We have adapted UNG-coupled quantitative real-time PCR (UQPCR) to the analysis of ancient DNA. This included the assessment and improvement of the efficiencies of both PCR amplification and degradation of carryover contamination to meet the specific requirements of ancient DNA studies.

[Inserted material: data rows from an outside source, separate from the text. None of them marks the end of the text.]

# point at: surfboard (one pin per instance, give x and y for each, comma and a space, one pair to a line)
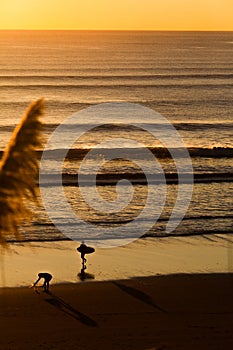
85, 250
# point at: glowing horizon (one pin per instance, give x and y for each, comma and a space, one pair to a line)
201, 15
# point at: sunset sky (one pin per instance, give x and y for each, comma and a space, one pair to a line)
117, 14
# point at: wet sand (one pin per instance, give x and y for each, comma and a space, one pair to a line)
178, 311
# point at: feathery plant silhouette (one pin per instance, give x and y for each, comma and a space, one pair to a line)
18, 172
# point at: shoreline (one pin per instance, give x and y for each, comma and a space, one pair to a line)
178, 312
141, 258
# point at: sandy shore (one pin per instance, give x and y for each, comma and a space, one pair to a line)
144, 257
180, 311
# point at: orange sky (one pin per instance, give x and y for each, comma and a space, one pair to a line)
117, 14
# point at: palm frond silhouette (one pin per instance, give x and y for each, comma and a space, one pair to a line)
18, 172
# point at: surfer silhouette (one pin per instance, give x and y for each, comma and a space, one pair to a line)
84, 249
47, 278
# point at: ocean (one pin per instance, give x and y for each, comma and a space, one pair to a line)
187, 77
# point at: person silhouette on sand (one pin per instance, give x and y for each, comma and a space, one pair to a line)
47, 278
84, 249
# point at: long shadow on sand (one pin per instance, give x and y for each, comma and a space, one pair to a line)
138, 294
69, 310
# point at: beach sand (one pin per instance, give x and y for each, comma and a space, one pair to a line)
181, 311
169, 293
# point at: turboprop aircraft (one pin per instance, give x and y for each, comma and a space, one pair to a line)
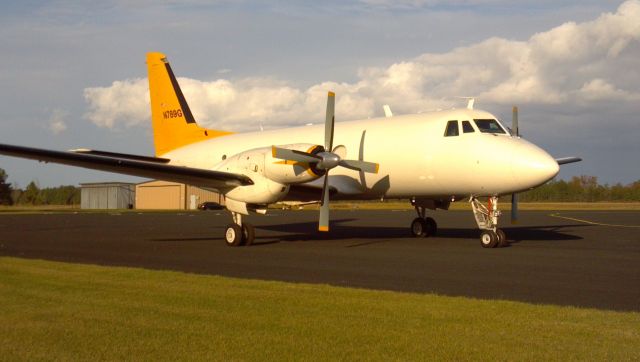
431, 159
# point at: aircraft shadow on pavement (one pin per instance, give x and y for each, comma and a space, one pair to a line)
306, 231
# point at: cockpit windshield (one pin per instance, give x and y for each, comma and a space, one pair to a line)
489, 126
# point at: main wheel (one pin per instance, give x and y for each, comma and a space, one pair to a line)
233, 235
488, 239
418, 227
502, 238
248, 234
432, 226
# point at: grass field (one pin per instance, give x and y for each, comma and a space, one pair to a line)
58, 311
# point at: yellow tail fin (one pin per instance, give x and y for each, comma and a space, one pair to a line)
172, 121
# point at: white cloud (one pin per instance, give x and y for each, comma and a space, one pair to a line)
574, 63
57, 122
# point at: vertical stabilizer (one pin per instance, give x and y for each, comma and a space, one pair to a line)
172, 120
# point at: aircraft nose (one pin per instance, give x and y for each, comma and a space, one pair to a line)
532, 166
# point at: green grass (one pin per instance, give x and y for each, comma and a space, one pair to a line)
58, 311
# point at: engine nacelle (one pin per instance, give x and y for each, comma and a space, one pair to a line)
292, 172
271, 176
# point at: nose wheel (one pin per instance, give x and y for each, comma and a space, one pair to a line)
487, 220
239, 233
423, 226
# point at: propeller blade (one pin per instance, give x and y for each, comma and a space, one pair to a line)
369, 167
323, 224
514, 208
329, 121
293, 155
514, 122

The replacement of dTTP by dUTP lowers the PCR efficiency (17). Cumulative decrease in efficiency is a major concern with samples containing damaged DNA and inhibitors. We improved a commercially available dUTP- and SYBR Green I-containing QPCR mixture (Platinum Quantitative PCR SuperMix-UDG) by supplementing it with detergents, serum albumin, and extra Taq DNA polymerase. This allowed us to achieve 90% to 100% efficiency of PCR amplification with numerous primers using the Light Cycler. A critical parameter for any DNA amplification starting from a low number of molecules is the sensitivity of the reaction. To test whether the sensitivity of UQPCR is decreased due to the replacement of dUTP by dTTP, we compared PCRs performed with either dUTP or dTTP and very low levels of template molecules (i.e., statistically about one template molecule per reaction). Amplification occurred in 9 PCRs of 18 when dTTP was used and in 10 of 18 when dUTP was used (data not shown). This shows that the use of dUTP in the conditions described here does not affect the sensitivity of the PCR.

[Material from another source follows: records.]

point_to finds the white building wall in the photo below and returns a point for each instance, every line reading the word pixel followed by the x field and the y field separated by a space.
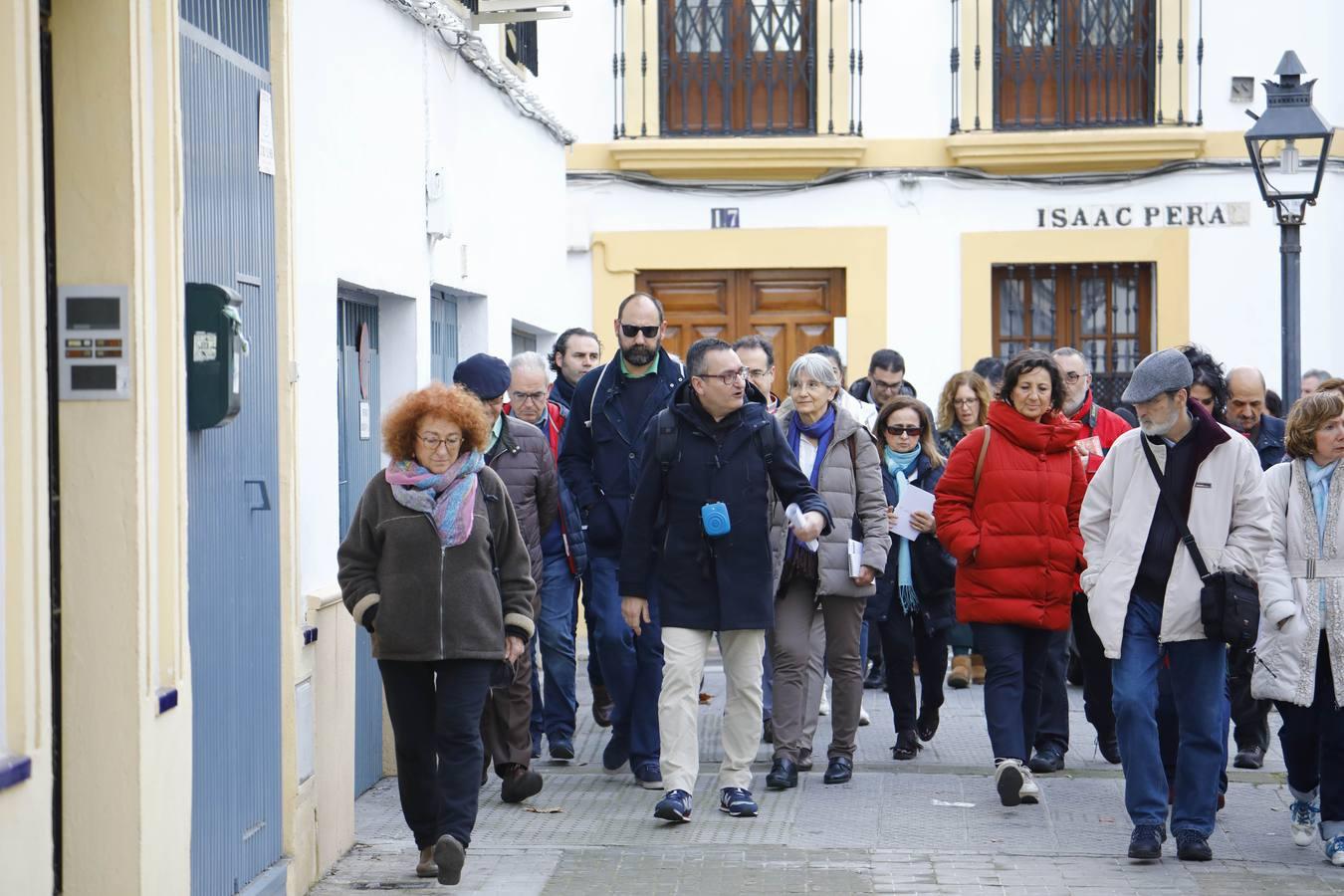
pixel 378 103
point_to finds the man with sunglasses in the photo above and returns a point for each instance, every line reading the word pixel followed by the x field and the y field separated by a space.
pixel 1098 431
pixel 599 461
pixel 698 559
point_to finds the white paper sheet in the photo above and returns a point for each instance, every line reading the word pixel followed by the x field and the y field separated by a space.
pixel 911 501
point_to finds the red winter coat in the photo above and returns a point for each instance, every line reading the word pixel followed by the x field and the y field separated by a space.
pixel 1016 539
pixel 1108 426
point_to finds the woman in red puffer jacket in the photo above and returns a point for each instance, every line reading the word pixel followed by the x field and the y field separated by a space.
pixel 1014 538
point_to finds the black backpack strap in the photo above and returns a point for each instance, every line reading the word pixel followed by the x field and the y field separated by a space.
pixel 1187 539
pixel 665 441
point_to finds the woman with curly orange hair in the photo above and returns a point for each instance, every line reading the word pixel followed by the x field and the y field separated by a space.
pixel 436 568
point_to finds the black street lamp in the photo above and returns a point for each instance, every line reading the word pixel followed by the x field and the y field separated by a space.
pixel 1302 141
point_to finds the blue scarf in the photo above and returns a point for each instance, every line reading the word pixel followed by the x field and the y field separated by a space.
pixel 897 465
pixel 822 431
pixel 1319 477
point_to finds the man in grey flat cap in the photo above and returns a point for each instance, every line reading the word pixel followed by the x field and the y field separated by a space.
pixel 1143 591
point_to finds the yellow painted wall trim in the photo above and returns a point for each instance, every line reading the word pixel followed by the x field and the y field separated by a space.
pixel 1166 247
pixel 618 257
pixel 1091 149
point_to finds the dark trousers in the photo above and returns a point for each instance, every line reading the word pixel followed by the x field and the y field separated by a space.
pixel 1250 716
pixel 1052 726
pixel 1014 666
pixel 506 722
pixel 905 638
pixel 436 711
pixel 1313 746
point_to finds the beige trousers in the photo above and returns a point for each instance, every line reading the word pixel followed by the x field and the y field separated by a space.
pixel 679 706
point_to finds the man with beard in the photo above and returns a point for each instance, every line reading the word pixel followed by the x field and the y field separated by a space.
pixel 1144 591
pixel 599 460
pixel 575 352
pixel 1098 431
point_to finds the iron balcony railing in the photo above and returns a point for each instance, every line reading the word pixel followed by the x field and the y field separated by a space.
pixel 1074 64
pixel 738 68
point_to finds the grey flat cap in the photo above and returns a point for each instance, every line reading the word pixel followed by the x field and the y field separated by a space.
pixel 1164 371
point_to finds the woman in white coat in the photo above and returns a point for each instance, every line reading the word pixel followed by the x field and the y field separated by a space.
pixel 1300 652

We then elaborated conditions for UNG treatment providing sufficient carryover protection even when a short PCR fragment is amplified (103 bp including the primers) because such short fragments can often be amplified from severely degraded ancient DNA when longer fragments cannot. We used as a critical test for the efficiency of the carryover protection a short (103 bp) fragment with a relatively low AT content (41%), thus incorporating a low level of dUTP. This fragment originates from the tetracycline resistance gene in pBR322, which is absent from most modern cloning vectors and is therefore relatively insensitive to the contaminants commonly found in a conventional molecular biology laboratory. Furthermore, this assay does not present a contamination risk of its own for ancient DNA analyses.